Why write about this car now?  Two reasons – my first post focused on a vehicle that many (myself included) consider one of the pinnacles of GM’s mass market car building – the late 70’s through 90’s B-body full size car.  When introduced, GM was ahead of the curve, showing automakers both domestic and foreign that it could marshal its engineering resources to lead the market.  Twenty years later, GM came out with the Malibu – a car clearly derivative in style, engineering and performance and so thoroughly average that you wouldn’t notice it on a street corner.  The swagger was gone.

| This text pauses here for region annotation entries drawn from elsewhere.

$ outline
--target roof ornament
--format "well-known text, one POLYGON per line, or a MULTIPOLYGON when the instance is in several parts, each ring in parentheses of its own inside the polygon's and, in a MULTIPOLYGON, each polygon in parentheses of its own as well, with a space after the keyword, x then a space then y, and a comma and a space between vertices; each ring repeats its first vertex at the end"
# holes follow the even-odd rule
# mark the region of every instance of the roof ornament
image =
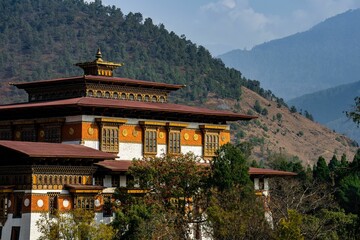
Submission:
POLYGON ((123 63, 104 61, 100 48, 98 48, 95 57, 96 59, 92 62, 77 63, 75 66, 81 67, 84 70, 84 75, 112 77, 113 71, 124 65, 123 63))
POLYGON ((102 61, 103 61, 103 60, 102 60, 102 54, 101 54, 100 48, 98 48, 98 51, 97 51, 95 57, 96 57, 96 60, 95 60, 95 61, 99 61, 99 62, 102 62, 102 61))

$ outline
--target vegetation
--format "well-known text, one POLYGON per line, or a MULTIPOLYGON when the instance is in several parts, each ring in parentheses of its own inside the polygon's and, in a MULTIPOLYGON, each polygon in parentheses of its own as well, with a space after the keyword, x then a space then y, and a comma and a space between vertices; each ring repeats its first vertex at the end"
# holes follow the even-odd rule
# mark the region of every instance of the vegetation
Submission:
POLYGON ((98 47, 105 60, 125 64, 118 76, 186 85, 174 101, 202 102, 209 92, 240 99, 240 86, 269 95, 203 46, 100 0, 8 0, 0 13, 1 103, 24 99, 8 82, 82 74, 71 66, 94 59, 98 47))
POLYGON ((43 214, 36 226, 41 233, 39 240, 111 240, 115 234, 112 226, 95 222, 93 211, 82 209, 56 213, 52 217, 43 214))
POLYGON ((358 176, 348 181, 347 170, 359 171, 360 152, 352 163, 345 155, 328 164, 320 157, 313 170, 297 158, 272 154, 266 167, 298 175, 272 178, 267 202, 253 193, 248 166, 259 165, 249 151, 248 143, 226 144, 209 166, 191 154, 135 160, 131 174, 148 191, 129 196, 119 190, 116 238, 190 239, 201 229, 213 239, 356 239, 359 209, 354 206, 360 198, 342 193, 359 192, 353 184, 358 176), (264 201, 272 223, 264 217, 264 201))
POLYGON ((360 97, 355 98, 355 107, 353 110, 346 112, 346 115, 351 118, 357 126, 360 124, 360 97))

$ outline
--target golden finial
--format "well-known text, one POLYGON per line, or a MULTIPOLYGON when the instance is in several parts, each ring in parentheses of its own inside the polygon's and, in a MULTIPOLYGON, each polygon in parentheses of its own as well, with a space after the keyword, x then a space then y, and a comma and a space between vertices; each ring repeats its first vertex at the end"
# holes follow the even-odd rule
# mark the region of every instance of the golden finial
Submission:
POLYGON ((84 62, 84 63, 77 63, 76 66, 81 67, 84 69, 84 75, 96 75, 96 76, 106 76, 112 77, 113 70, 123 66, 122 63, 113 63, 107 62, 102 59, 102 54, 100 48, 98 48, 96 53, 96 59, 92 62, 84 62))
POLYGON ((95 57, 96 57, 96 61, 102 62, 102 54, 101 54, 100 48, 98 48, 98 51, 97 51, 95 57))

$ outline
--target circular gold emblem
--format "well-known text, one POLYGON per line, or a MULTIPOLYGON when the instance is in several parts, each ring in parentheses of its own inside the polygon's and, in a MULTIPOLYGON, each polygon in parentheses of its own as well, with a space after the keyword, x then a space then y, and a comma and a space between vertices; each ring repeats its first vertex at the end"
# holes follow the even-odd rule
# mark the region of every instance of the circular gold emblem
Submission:
POLYGON ((88 134, 89 135, 93 135, 94 134, 94 129, 92 127, 88 128, 88 134))
POLYGON ((164 133, 163 132, 159 132, 159 138, 163 139, 164 138, 164 133))
POLYGON ((194 134, 194 140, 197 141, 199 139, 199 135, 197 135, 196 133, 194 134))
POLYGON ((127 136, 127 129, 123 130, 123 136, 126 137, 127 136))
POLYGON ((21 138, 21 132, 20 132, 20 131, 16 131, 15 137, 16 137, 17 139, 20 139, 20 138, 21 138))
POLYGON ((41 131, 39 132, 39 135, 40 135, 40 137, 44 137, 44 136, 45 136, 44 130, 41 130, 41 131))
POLYGON ((189 140, 189 134, 188 133, 185 133, 184 134, 184 139, 187 141, 187 140, 189 140))

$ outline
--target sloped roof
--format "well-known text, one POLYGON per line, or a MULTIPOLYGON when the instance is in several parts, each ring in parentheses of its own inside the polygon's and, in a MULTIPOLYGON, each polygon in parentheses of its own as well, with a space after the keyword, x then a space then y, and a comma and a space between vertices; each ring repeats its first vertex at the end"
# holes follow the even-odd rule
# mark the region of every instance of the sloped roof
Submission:
POLYGON ((115 155, 113 154, 77 144, 0 140, 0 148, 12 150, 32 158, 115 159, 115 155))
POLYGON ((95 107, 95 108, 112 108, 134 111, 150 111, 154 113, 174 113, 185 114, 193 116, 208 116, 223 118, 225 121, 236 120, 251 120, 256 118, 255 116, 244 115, 234 113, 230 111, 211 110, 200 107, 193 107, 187 105, 173 104, 173 103, 159 103, 159 102, 139 102, 129 100, 118 99, 106 99, 106 98, 92 98, 92 97, 80 97, 64 100, 55 100, 47 102, 35 102, 35 103, 20 103, 0 106, 0 113, 2 111, 11 110, 25 110, 25 109, 44 109, 54 107, 95 107))
POLYGON ((120 78, 120 77, 105 77, 105 76, 94 76, 94 75, 84 75, 68 78, 56 78, 49 80, 40 80, 35 82, 24 82, 24 83, 11 83, 20 89, 35 88, 40 86, 56 86, 63 85, 68 83, 81 83, 81 82, 101 82, 122 86, 133 86, 133 87, 145 87, 145 88, 156 88, 164 89, 169 91, 174 91, 183 88, 185 85, 178 84, 169 84, 169 83, 159 83, 159 82, 150 82, 144 80, 136 80, 130 78, 120 78))
POLYGON ((296 176, 296 173, 279 171, 266 168, 249 168, 250 175, 268 175, 268 176, 296 176))
POLYGON ((112 172, 126 172, 132 165, 131 160, 105 160, 95 163, 100 167, 106 168, 112 172))
MULTIPOLYGON (((96 163, 112 172, 125 172, 132 165, 131 160, 105 160, 96 163)), ((265 168, 249 168, 249 175, 267 175, 267 176, 296 176, 296 173, 279 171, 265 168)))

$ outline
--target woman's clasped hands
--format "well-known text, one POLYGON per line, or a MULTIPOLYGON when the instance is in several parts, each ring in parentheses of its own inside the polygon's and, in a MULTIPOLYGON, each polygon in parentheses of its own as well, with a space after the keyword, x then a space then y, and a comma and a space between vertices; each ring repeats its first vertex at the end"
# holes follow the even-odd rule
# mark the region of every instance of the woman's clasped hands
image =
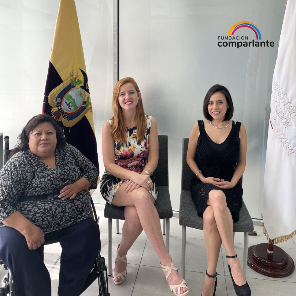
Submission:
POLYGON ((147 191, 150 191, 153 188, 152 180, 145 173, 135 173, 132 180, 127 180, 125 191, 126 192, 131 192, 134 189, 137 189, 140 187, 144 188, 147 191))
POLYGON ((229 189, 231 188, 233 188, 235 186, 235 184, 231 182, 225 181, 224 179, 214 178, 213 177, 204 178, 202 180, 201 179, 201 181, 203 183, 211 184, 222 189, 229 189))

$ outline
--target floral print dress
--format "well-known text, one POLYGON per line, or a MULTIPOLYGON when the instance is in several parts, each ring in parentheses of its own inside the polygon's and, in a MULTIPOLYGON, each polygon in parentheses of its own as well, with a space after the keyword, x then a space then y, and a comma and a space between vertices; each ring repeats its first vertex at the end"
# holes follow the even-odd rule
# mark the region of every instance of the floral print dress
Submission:
MULTIPOLYGON (((137 127, 127 128, 126 144, 123 144, 114 141, 114 160, 115 163, 126 170, 141 173, 147 164, 148 158, 149 137, 151 128, 151 116, 146 115, 147 130, 143 141, 137 141, 137 127)), ((107 120, 112 126, 112 120, 107 120)), ((148 170, 148 172, 149 170, 148 170)), ((150 178, 153 182, 153 188, 150 193, 155 201, 157 198, 157 187, 153 176, 150 178)), ((100 190, 104 199, 110 205, 117 190, 126 180, 117 178, 105 171, 100 182, 100 190)))

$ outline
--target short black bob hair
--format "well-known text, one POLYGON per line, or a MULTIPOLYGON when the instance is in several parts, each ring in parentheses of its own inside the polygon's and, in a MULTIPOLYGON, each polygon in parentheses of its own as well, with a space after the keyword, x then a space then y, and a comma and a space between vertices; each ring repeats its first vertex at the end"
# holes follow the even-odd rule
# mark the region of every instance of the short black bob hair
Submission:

My second reason is related to my second post – the rise of Japanese car makers in the 80’s and 90’s that led to market leadership by Honda and Toyota (as well as Nissan and Mazda to a lesser extent) at the expense of the Big Three (formerly Four) American automakers.  It’s not that American automakers couldn’t build competitive family cars.  (For example, the original Ford Taurus was a home run.)  Rather, it’s that the companies setting the goal posts were no longer domestic.  As a result, by 1997, American car manufacturers kept trying to chase the elusive formula for widespread market success.  And that is how you get the Malibu – designed to be inoffensive in the extreme.

This particular Malibu, in a shade of maroon red that still managed to fade into the background, was originally purchased new by my in-laws in Wisconsin.  By 2001, my wife and I had relocated to the Twin Cities and had a toddler son.  Both of us needed to commute by car to work and handle day care pick ups and drop offs.  At the time, we had a 2000 VW Passat wagon (another COAL to come) and needed a second commuter car.  My in-laws sold us their Malibu and bought a Toyota Sienna for the growing cadre of grandchildren.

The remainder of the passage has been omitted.